Under the present closed party-list system for a purely proportional election process, party loyalty will always trump the need for accountability.

And, that is what happens in South Africa. Initially, the South African electoral system, as designed in the interim constitution of 1994, delivering a near-perfect proportional representation – ensuring that the national and provincial legislatures were directly and widely representative, affording a strong sense of inclusiveness – an ideal environment for negotiating a final constitution.  

In those negotiations in the National Assembly, which doubled-up as a constituent assembly for adoption of a final constitution, those in favour of a so-called mixed elective system of proportional and geographical or constituency representatives lost the argument.

I do not know what happened in the caucus of the ANC, however, those of us calling for such a “mixed” system in the then National Party (NP) caucus was cut short by senior leaders who feared total domination by a black majority at constituency level.

In an article we carried after the 2014 election the story is related  of how since the 1999 general elections, a significant weakness has emerged with closed-party-list system apparently generating a deficit in accountability, particularly in the context of one-party dominance.

By that time the NP has, many believe pre-maturely, left the Government  of National Unity, leaving the ANC free reign in the run up to the first election post 1994 and beyond.

In 2002, the cabinet appointed an Electoral Task Team (ETT), chaired by the late Dr Frederik van Zyl Slabbert, to formulate a new electoral law for the 2004 elections and beyond.

It’s majority report proposed a ‘mixed system’ in which 300 of the seats allocated in the National Assembly would be allocated via 69 multi-member constituencies, and the remaining 100 would be assigned according to national closed lists, to retain the element of proportionality.

There were, however, time and funding constraints prohibiting implementation ahead of the 2004 elections. The proposed model was a compromise to ensure accountability.

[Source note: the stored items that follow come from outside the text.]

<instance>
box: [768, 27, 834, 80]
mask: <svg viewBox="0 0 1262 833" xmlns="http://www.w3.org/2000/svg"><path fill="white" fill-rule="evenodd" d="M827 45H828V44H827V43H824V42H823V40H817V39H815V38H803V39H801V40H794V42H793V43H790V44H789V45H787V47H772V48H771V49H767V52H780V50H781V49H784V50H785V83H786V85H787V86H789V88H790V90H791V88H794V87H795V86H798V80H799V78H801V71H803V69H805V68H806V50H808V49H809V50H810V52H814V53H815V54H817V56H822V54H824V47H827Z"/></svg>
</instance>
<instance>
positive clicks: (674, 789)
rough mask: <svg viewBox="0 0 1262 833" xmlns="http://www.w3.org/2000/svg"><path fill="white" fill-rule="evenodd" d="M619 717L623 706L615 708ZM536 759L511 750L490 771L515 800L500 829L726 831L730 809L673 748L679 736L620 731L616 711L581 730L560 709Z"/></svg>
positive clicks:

Parliament voted to revisit the recommendations after the elections. Nevertheless, cabinet adopted the ETT’s minority position, which was to not introduce any changes to the electoral system.

This does not mean such reform can’t happen in the future, however, the political and practical possibilities for such changes before the 2019 election is probably very slim.

And, the ETT-recommendations have never since been reconsidered or adopted by Parliament, gathering dust on a shelf.

The result

The result of the lack of accountability in the electoral system has since allowed the ANC to develop strong autocratic tendencies, especially since the 2009 election.

It has seen the weakening of key state institutions by cadre deployment under a one-party dominant system and, effectively the dominance of party executives.

As seen in the in the latest developments surrounding the treasury and the many scandals at state enterprises, the interest of a small, politically well-connected elite now trump the public interest.

Opportunity might be ahead

While the time has clearly come to admit this fault line in our constitution, the chance to do something about it might not be too far off.

The take-away from a disappointing week for those that hoped that the ANC will find it within itself to stop the “Zupta” rot, taken with the results of the survey referred to above, is that the possibility of ANC dominance ending in 2019 is now better than ever.

As predicted since before the 2014 election, the chances that we will come away from the 2019 elections with a coalition government – something typical of a proportional election systems anyway – is improving all the time.

It is time for opposition parties to say “never again,” to commit to the idea of constitutional reform and an inclusive process and structures to build national consensus on the way there.